Two cases now wending their way through various courts, one involving a tea and herb vendor and the other a wood pellet distributor, graphically demonstrate Blumenthal’s abuse of ex parte attachments of assets.

Three years ago, Blumenthal sued Valerie Hoffman, a vendor of herbs and tea, and presented before a judge an affidavit that was fatally flawed. By means of this affidavit, Blumenthal was able to seize the assets of both Valerie Hoffman and her husband, a contractor in Maine who had no material connection to his wife’s business. The ex parte seizure of assets and communications between Blumenthal and a Maine bank financing the contractor’s building activity shut down Mr. Hoffman’s business, as a result of which the Hoffmans lost hundreds of thousands of dollars.

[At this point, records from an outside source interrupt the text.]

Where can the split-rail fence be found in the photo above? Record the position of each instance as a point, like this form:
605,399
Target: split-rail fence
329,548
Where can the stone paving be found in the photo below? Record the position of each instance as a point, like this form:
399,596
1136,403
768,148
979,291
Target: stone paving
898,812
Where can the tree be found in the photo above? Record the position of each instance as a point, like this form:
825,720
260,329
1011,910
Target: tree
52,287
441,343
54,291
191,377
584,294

Mrs. Hoffman was called into the attorney general’s lair and told by a thuggish enforcer that she had embarrassed the attorney general. The settlement in her case would cost her $885,000. The price of doing business with Blumenthal thereafter was bumped up to $1.3 million, outrageous for an herb and tea vendor. The largest consumer protection case in US history was for less than a million, filed against Microsoft, a multi-billion dollar company.

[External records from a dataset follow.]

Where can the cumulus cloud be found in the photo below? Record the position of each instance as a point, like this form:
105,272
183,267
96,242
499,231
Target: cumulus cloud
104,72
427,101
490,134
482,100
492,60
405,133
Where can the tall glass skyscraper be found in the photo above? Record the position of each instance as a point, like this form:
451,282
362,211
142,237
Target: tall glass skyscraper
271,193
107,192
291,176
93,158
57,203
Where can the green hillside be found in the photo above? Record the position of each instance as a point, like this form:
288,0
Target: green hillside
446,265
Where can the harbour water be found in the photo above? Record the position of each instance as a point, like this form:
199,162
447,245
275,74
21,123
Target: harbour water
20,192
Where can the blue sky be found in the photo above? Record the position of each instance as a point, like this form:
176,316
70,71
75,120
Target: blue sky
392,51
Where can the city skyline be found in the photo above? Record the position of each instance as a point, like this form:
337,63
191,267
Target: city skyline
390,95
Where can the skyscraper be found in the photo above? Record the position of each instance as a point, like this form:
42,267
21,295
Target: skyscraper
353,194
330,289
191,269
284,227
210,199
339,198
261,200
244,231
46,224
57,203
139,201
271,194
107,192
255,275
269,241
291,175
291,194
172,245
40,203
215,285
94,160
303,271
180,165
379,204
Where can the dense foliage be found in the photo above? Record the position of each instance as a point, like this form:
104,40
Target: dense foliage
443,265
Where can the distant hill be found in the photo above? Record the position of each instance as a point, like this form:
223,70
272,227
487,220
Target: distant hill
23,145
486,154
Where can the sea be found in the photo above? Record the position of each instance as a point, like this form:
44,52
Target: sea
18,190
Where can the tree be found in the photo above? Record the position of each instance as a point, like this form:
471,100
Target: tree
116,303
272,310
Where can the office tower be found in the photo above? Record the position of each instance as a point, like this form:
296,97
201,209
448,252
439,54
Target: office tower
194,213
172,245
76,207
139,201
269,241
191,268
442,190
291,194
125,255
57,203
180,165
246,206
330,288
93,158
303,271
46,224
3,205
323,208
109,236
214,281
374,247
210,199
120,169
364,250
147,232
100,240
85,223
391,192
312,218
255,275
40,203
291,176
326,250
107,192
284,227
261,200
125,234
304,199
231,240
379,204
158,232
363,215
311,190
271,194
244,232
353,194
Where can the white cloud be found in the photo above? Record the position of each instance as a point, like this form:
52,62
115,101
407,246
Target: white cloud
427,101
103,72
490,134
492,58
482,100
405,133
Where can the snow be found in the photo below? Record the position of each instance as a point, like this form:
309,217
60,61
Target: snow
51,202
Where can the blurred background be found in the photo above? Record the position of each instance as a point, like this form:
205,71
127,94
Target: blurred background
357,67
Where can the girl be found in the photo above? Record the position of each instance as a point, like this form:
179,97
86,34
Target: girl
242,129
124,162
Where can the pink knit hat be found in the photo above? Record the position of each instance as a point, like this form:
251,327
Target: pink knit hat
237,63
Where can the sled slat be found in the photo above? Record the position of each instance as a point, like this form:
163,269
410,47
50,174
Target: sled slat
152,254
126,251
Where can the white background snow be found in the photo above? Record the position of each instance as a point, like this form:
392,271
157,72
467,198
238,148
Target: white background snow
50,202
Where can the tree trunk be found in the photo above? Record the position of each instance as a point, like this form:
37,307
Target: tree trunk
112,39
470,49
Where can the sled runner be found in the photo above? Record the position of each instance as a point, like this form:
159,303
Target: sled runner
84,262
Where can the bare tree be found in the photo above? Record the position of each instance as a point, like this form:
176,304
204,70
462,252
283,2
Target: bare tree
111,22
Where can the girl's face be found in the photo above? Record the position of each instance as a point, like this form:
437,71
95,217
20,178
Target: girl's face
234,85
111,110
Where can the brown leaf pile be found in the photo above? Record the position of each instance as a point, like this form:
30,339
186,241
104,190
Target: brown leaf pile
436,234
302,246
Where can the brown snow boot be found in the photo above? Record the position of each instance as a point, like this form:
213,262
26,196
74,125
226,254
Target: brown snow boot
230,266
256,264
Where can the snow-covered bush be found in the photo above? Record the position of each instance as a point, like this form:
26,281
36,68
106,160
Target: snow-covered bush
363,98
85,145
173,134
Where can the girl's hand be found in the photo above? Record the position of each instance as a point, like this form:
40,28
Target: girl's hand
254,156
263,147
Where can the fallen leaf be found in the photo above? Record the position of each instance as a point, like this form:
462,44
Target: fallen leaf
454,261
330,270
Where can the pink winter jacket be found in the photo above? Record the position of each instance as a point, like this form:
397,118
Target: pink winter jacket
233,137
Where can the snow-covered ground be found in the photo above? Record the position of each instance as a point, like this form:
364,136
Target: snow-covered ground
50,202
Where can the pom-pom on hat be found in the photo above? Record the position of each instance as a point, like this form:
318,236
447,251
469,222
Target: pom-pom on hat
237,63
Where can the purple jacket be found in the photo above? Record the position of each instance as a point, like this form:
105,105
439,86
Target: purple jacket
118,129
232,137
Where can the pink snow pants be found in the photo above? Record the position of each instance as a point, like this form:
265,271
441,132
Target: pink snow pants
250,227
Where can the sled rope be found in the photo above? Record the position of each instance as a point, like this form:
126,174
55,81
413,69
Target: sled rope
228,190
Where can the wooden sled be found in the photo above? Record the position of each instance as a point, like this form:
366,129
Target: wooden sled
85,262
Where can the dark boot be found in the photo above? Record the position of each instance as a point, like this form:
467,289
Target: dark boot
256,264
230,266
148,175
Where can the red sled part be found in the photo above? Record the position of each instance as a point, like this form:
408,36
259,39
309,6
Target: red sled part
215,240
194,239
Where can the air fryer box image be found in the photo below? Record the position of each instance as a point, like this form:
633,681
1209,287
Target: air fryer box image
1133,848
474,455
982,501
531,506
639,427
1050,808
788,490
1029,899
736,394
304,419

The complaints alleged to have been filed against Hoffman through the state’s Consumer Protection Department and the attorney general’s office amounted to about 1% of her business. Mrs. Hoffman resisted because she felt she had done nothing wrong. Virtually all of the complaints were related to a process of terminating contracts forced upon her by the Department of Consumer Protection. The DEP had instructed her that her clients would be required to terminate their contracts only by certified mail, a costly and cumbersome process. Of complainants cited by Blumenthal, some had never done business with her; others lived out of state, presumably beyond the purview of Blumenthal’s authority; still others either failed to cancel by certified mail or failed to cancel in a timely as specified in the contracts and consequently received products they thought they had not ordered. All Hoffman’s’ clients had signed contracts on an auto ship program that stipulated the terms of the contract, posted three times on her internet sight, on her office wall and within in the contracts also. To order the product, her clients had to check the auto ship box, otherwise the order would not be processed.

When push finally came to shove in a superior court where Mrs. Hoffman’s lawyer, Jim Oliver, was able to question Hoffman’s accusers, Blumenthal’s case quickly fell apart. The testimony of the one witness attorney general Matt Fitzsimmons chose to testify – out of 200 complainants – unraveled because the witness admitted a) she hadn’t read the contract, and b) the cancellation procedure forced upon Mrs. Hoffman by the CPD was too troublesome and costly.

Fitzsimmons then took the stand himself as a witness in the case. The affidavit allowing the seizure of the assets of both Mrs. Hoffman and those of her husband was fatally flawed because Fitzsimmons had no personal knowledge of the underlying consumer transaction and therefore could not testify and a witness or serve as an affiant. He was, in fact, a hearsay witness who had no direct knowledge a) that complainants even real people or b) that the affidavit he was defending was authentic.

The Hoffman case -- a more complete examination of which may be found here:  -- has now wound its way through the Connecticut Supreme Court.

An important and lucid judgment not covered by the media already has been made by Superior Court Judge James Bentivega: “Fitsimmons lacked personal knowledge of the essential fact supporting the prejudgment attachments. He did not posses the requisite legal qualifications to provide the affidavits in question… This is a situation which may very well raise issues with respect to the rule s of personal conduct.”

In the face of that clear and unambiguous judgment, Blumenthal’s office is taking the rather novel legal position that the attorney general should be entitled to seize the property of Connecticut citizens based upon a fatally defective affidavit and the testimony of an assistant attorney general who lacks any personal knowledge of the underlying facts of the case.

This is not the first and it will not be the last time that Blumenthal has sought to impoverish his victims though excessive appeals, while shamelessly seizing property by means of defective affidavits. Unless Blumenthal is checked vigorously and often, no man’s property or honor in this state will be safe from his abuses.